The specification of a bend curve for each beat, for example, may be performed by a user in advance and stored in association with a rap song to be automatically performed such that when the rap song is automatically performed, the bend processor 320 loads the specified bend curves and designates, with respect to the voice synthesis section 302, intonations for the pitch of the rap voice corresponding to the bend curve that has been specified.
Thereby, users are able to apply intonation to the pitch of a rap voice in a rap song in a deliberate manner.
Incidentally, the number of segments in voice data (which encompasses various forms of data, such as musical piece data, lyric data, and text data) is typically greater than the number of the plurality of operation elements (sliding operation elements 105). For this reason, the processor 201 performs processing in which, after the output of first segment data that was associated with a first operation element, segment data associated with the first operation element is changed from first segment data to segment data that comes after the first segment data.
Suppose that the number of the plurality of operation elements (sliding operation elements 105) was equal to eight. In this case, the processor 201 would, at a given timing, associate the plurality of operation elements with, for example, segments of voice data that are two measures long. In other words, at a given timing, the plurality of operation elements are given associations as follows:
First operation element . . . first segment data (segment for the first beat in a first measure)
Second operation element . . . second segment data (segment for the second beat in the first measure)
Third operation element . . . third segment data (segment for the third beat in the first measure)
Fourth operation element . . . fourth segment data (segment for the fourth beat in the first measure)
Fifth operation element . . . fifth segment data (segment for the first beat in a second measure)
Sixth operation element . . . sixth segment data (segment for the second beat in the second measure)
Seventh operation element . . . seventh segment data (segment for the third beat in the second measure)

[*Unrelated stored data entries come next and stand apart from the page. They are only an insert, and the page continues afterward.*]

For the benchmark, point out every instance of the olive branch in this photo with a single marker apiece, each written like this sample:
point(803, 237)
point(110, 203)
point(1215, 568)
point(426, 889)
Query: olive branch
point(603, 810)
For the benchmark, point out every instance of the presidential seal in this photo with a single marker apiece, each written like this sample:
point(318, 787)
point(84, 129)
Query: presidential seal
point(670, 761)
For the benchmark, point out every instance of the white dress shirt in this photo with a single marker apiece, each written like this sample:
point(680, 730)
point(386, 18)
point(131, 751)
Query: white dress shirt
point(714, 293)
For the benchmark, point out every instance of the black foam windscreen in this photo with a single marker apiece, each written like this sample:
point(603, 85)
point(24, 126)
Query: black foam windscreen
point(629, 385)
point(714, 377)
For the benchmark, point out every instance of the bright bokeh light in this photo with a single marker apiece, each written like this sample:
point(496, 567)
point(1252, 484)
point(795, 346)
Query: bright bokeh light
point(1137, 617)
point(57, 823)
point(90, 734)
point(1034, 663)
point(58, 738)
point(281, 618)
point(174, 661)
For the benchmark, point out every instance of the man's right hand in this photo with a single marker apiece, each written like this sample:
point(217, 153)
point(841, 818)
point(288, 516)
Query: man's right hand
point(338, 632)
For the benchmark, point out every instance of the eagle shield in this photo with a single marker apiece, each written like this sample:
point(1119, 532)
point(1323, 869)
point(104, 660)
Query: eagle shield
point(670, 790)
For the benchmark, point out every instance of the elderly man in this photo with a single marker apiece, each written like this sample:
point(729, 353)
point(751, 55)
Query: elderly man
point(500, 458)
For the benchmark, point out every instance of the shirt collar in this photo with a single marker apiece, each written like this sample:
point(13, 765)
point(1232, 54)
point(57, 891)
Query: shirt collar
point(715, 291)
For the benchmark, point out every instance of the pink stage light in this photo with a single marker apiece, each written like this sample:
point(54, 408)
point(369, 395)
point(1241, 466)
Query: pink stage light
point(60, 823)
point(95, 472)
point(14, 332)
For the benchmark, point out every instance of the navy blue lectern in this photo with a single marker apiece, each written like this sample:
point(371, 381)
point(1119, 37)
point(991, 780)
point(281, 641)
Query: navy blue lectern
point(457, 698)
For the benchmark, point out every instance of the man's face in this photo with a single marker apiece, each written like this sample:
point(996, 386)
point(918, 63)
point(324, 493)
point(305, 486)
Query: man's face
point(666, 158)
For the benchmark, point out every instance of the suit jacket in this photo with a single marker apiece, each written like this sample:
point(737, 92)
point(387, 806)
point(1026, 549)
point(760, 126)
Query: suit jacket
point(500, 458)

Eighth operation element . . . eighth segment data (segment for the fourth beat in the second measure)
After the keyboard instrument outputs first segment data that was associated with the first operation element, the processor 201 performs processing in which segment data associated with the first operation element is changed from first segment data to ninth segment data that follows the eighth segment data (for example, a segment for the first beat in a third measure).
In other words, during a performance, segment data allocated to a first operation element is successively changed in the manner: first segment data→ninth segment data→17th segment data, and so on. That is, for example, at a timing at which the production of a singing voice up to the fourth beat in the first measure ends, segment data allocated to the operation elements is as follows:
First operation element . . . ninth segment data (segment for the first beat in a third measure)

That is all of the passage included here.